To successfully leverage the Sydney Mardi Gras authenticity is key

Rather than face accusations of 'rainbow-washing' or 'chasing the pink dollar', Kaimera chief strategy officer Stewart Gurney suggests brands go beyond the superficial when engaging the LGBTQI+ community.

I love Sydney Mardi Gras. It provides a unique opportunity for brands and advertisers to not only connect with a specific community, but also outwardly demonstrate their support for diversity and foster a sense of workforce pride and inclusion. TikTok, Salesforce, SBS, Woolworths, Archie Rose and even P&G are just some of the brands who are gearing up for this year’s celebrations. 

Sydney Mardi Gras has evolved from a civil rights protest involving 3,000 people, to a national event involving 300,000 spectators and 12,000 participants across 200 floats. Coverage on SBS in 2020 gained 392,000 national viewers, giving it 10% share of the highly sought after 18-49 audience. Its commercial appeal continues to grow. In fact, studies have indicated the event generates around $38 million for the Australian economy. 

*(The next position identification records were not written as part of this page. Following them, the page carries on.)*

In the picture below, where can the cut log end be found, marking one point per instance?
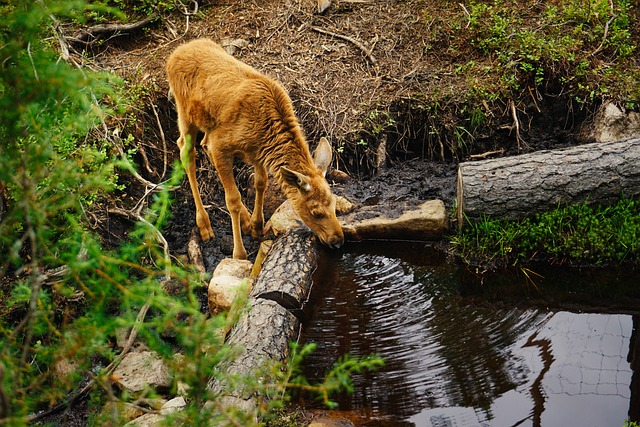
(460, 199)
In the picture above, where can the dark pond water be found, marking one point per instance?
(463, 353)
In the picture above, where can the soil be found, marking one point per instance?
(360, 73)
(363, 72)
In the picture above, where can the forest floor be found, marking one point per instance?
(362, 73)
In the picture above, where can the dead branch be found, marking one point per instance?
(486, 154)
(137, 217)
(163, 139)
(109, 369)
(88, 35)
(355, 42)
(516, 125)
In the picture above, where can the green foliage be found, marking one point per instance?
(534, 45)
(63, 294)
(579, 233)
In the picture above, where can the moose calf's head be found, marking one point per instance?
(312, 199)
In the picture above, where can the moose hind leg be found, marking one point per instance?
(188, 158)
(260, 183)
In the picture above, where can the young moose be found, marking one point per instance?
(247, 115)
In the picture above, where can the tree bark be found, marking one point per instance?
(519, 186)
(271, 321)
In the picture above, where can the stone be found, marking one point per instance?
(285, 218)
(612, 123)
(230, 277)
(263, 251)
(123, 411)
(344, 206)
(428, 221)
(147, 420)
(141, 370)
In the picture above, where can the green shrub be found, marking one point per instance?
(63, 294)
(578, 233)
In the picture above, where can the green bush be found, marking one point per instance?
(577, 233)
(63, 294)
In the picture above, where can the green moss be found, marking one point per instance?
(576, 233)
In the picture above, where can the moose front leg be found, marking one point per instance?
(188, 159)
(260, 183)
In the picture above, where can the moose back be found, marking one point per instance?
(245, 114)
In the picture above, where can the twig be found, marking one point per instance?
(86, 36)
(486, 154)
(604, 36)
(117, 142)
(516, 125)
(163, 139)
(467, 13)
(355, 42)
(109, 369)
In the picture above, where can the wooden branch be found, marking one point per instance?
(515, 187)
(87, 35)
(486, 154)
(355, 42)
(137, 217)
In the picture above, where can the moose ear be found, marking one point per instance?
(322, 155)
(296, 179)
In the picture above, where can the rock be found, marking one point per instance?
(123, 411)
(233, 45)
(147, 420)
(612, 123)
(156, 420)
(230, 277)
(194, 252)
(284, 219)
(344, 206)
(338, 176)
(263, 251)
(428, 221)
(173, 405)
(142, 370)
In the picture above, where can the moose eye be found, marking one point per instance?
(318, 215)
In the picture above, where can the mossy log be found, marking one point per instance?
(270, 322)
(518, 186)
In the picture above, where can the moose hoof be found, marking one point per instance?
(206, 234)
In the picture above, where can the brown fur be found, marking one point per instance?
(248, 115)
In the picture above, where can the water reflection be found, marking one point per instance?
(459, 361)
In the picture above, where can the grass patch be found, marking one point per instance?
(574, 234)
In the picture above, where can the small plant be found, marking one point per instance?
(577, 233)
(64, 295)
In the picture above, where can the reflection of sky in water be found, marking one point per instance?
(451, 362)
(587, 382)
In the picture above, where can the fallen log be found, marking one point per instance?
(518, 186)
(263, 332)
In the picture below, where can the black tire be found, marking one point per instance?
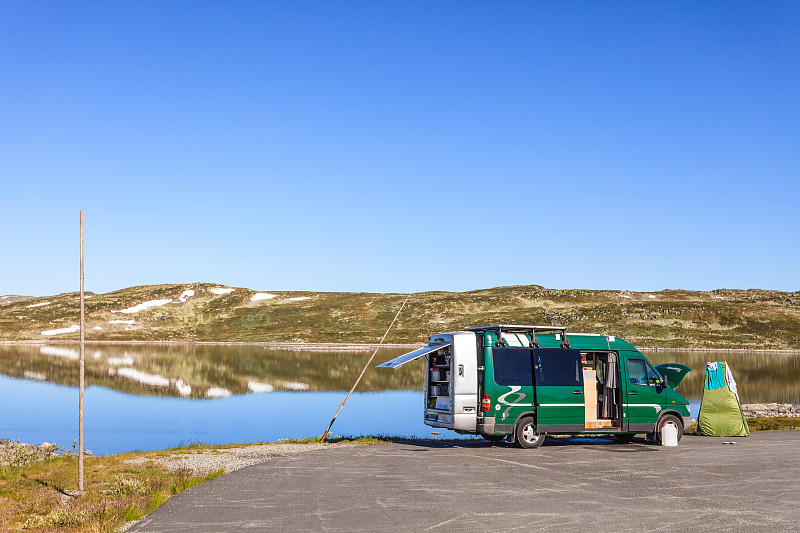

While brand managers might be excited by the prospect, getting it wrong is easy to do. The LGBTQI+ community are experts at identifying when they are being exploited and will happily share their opinion. ‘Chasing the pink dollar’, ‘Rainbow-washing’ or ‘Virtue-signalling’ are just some labels given to brands who get it wrong. 

Doing it well is about one thing: Authenticity. 

While it sounds simple enough, it can be tough for an often white, cis gendered, heterosexual marketing team to navigate successfully. Brand teams should be asking themselves these questions before they embark on any Mardi Gras activations.

  • Are we doing it for the right reasons?

Commercial motivations are fine. People accept that. However when the motivation is obviously profit-driven, it can feel disingenuous. 

The best activations are those born from a product or brand synergy. Whether you are an energy brand fuelling celebration like Red Bull, or promoting sexual positivity like SKYN, having a functional role in the festivities is a good starting point.

If the product alignment is missing, brand values and attitude can sometimes be enough to make an activation credible. Qantas is a great example of a brand whose association with Mardi Gras strengthens the brand’s appeal and their support of the LGBTQI+ community has been consistent over many years. 

  • What is my ‘appropriate level’ of activation?

The initial thought for many marketers is to ‘get a float in the parade’. While this can be successful, for many brands this is simply too much too soon. 

In 2017 Holden received major online backlash for being the first automotive company to support Mardi Gras. One online commentator wrote: “What a marketing ploy! So many businesses are trying to capitalise from the Mardi Gras. All they care about is making money.”

Going from zero involvement to a huge investment in one year, the leap into full-on Mardi Gras glory was too much for a brand with a heritage tied to the traditional notion of masculinity.

There are many ways to authentically show your rainbow colours. One of my favourite activations (this year) is from BWS. While they benefit from Woolworths official sponsor status, they have turned all BWS stores, in proximity to the parade route, into ‘BWYAAAASSSSS’ bottle shops offering drag queen deliveries. This works because it’s simple, playful, and pitched at the right level. 

  • Are we really committed to the cause?

Mardi Gras is more than an opportunity to tick a corporate CSR box. Long lasting consistent support is where the value lies. ANZ is a great example of this: with a partnership spanning 15 years, their association has gone from strength to strength. Beyond the colourful ‘GayTM’s, ANZ have created a community grants programme that supports key projects and champions diversity and inclusion across their workforce. 

  • Am I prepared to take a risk and have fun?

Mardi Gras is a special time and brands can play an important role, but to get genuine cut through they must flex their creative muscles and do things differently (whilst being authentic).

An authentically activated partnership can galvanise a workforce, create positive consumer perceptions and of course, influence sales. But it is a tightrope. It’s too easy for activity to be lost or forgotten, or for brands to come across as disingenuous or money grabbing. So, as we head into the parade part of the festivities, pay attention to the brands who get it right, those that are activating with authenticity and are genuinely trying to support diversity and inclusion.